Trans-urethral resection of the prostate (TURP) syndrome is a well-described and well-studied complication of irrigation-facilitated cystoscopic surgery. Multiple case reports have also established the risk for TURP syndrome during prolonged or complicated hysteroscopic procedures. Damage to the uterine endothelium in association with intracavitary fluid pressure in excess of central venous pressure facilitates rapid uptake of irrigation fluid, with associated symptoms of acute fluid overload. If electrocautery is being used to perform hysteroscopic biopsies or fibroid ablation, then the irrigating fluid will necessarily be non-ionic (e.g. sorbitol, mannitol or glycine). Rapid absorption of these fluids can also lead to acute electrolyte abnormalities, including profound hyponatremia. There are three components to the pathophysiology of TURP syndrome: absorption and mal-distribution of excess water, hypo-osmolarity and acute hyponatremia. The use of modern, iso-osmolar, irrigating fluids has mitigated one of these risks, but the other two remain.
If the irrigating fluid is hypo-osmolar, the direct effects of hyponatremia are exacerbated, and cardiac and neurologic complications will develop rapidly. Even when iso-osmolar solutions are used, however, neurologic symptoms of acute hyponatremia, including agitation and confusion, will be evident with a serum sodium below 120 mEq/L. Electrocardiogram changes, including ST-segment elevation and QRS widening, develop as sodium falls below 115 mEq/L. Sodium below 105 mEq/L is associated with coma and the potential for permanent neurological impairment. Complications can also occur based on the specific molecule used in the irrigating fluid, e.g., transient blindness associated with a toxic serum level of glycine.

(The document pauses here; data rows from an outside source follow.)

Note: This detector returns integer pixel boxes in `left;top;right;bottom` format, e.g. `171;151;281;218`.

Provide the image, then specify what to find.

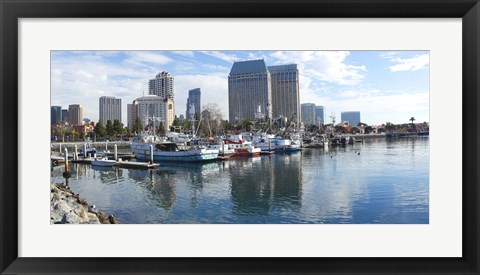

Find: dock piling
62;148;71;180
150;144;154;164
114;144;118;161
83;143;87;158
74;145;78;161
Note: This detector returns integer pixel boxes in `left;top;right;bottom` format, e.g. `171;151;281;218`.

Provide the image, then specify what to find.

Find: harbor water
51;138;429;224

Absorption of irrigating fluid is based on the height of the bag, the number of open venous plexuses in the prostate or uterus and the duration of the procedure. Unfortunately, the patients with the most open veins require the greatest pressure of irrigating fluid in order to preserve surgical vision. Rapid uptake of fluid will affect hemodynamics in vulnerable patients, but even those with a normal cardiovascular system can develop pulmonary edema. Early case reports of TURP syndrome were characterized by the sudden development of profuse, frothy pulmonary edema, with associated desaturation.

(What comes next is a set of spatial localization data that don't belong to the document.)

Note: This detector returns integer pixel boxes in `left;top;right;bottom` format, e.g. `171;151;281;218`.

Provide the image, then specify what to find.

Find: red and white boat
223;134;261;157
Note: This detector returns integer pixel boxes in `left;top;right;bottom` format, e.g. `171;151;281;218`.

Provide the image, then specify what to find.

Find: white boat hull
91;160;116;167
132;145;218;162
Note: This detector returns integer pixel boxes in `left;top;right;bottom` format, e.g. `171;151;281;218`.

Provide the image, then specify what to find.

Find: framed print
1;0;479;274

It would be better for all concerned, of course, if TURP syndrome did not develop in the first place. There are three obvious ways that risk can be reduced.

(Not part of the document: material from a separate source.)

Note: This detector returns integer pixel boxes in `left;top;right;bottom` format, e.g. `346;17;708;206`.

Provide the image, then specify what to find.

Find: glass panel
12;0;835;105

Treatment consists of cessation of irrigation with supportive care of the heart, lungs and brain. Although administration of diuretics is a common recommendation (and common in practice, as the case illustrates) it is likely that most previously healthy patients will rapidly equilibrate on their own by reabsorbing and excreting surplus water, facilitated by judicious application of positive end-expiratory pressure through the ventilator. Some case reports have described the use of hypertonic saline in treatment, but there is little scientific evidence one way or the other; permanent neurologic injury can result from too-rapid correction of hyponatremia due to central pontine myelinolysis, but in the hyper-acute pathophysiology of TURP syndrome this risk appears to be lessened, especially if the hypo-osmolarity does not occur.
It would be better for all concerned, of course, if TURP syndrome did not develop in the first place. There are three obvious ways that risk can be reduced:
Mindfulness of anesthesiologists, surgeons and O.R. staff regarding the risk factors for TURP syndrome.
Mitigation of risk, through use of the least possible iso-osmolar irrigating solution, at the lowest possible pressure for all cases where TURP syndrome is possible.
Monitoring of both the procedure and the patient, noting the amount of irrigation fluid used as well as the baseline physiology of the patient (blood pressure, EKG morphology, oxygen saturation and ventilation pattern and pressure).
A strong culture of safety in the O.R., with frequent communication between the surgeon (visibility conditions, extent of surgery required and amount of ongoing bleeding), the circulating nurse (type and quantity of irrigation being used) and the anesthesiologist (patient signs and symptoms) can greatly reduce the occurrence of this event. While the team reporting this AIRS case is to be commended for their rapid, focused and successful response to a potential crisis, it is always better to avoid trouble than to confront it when it has already arrived!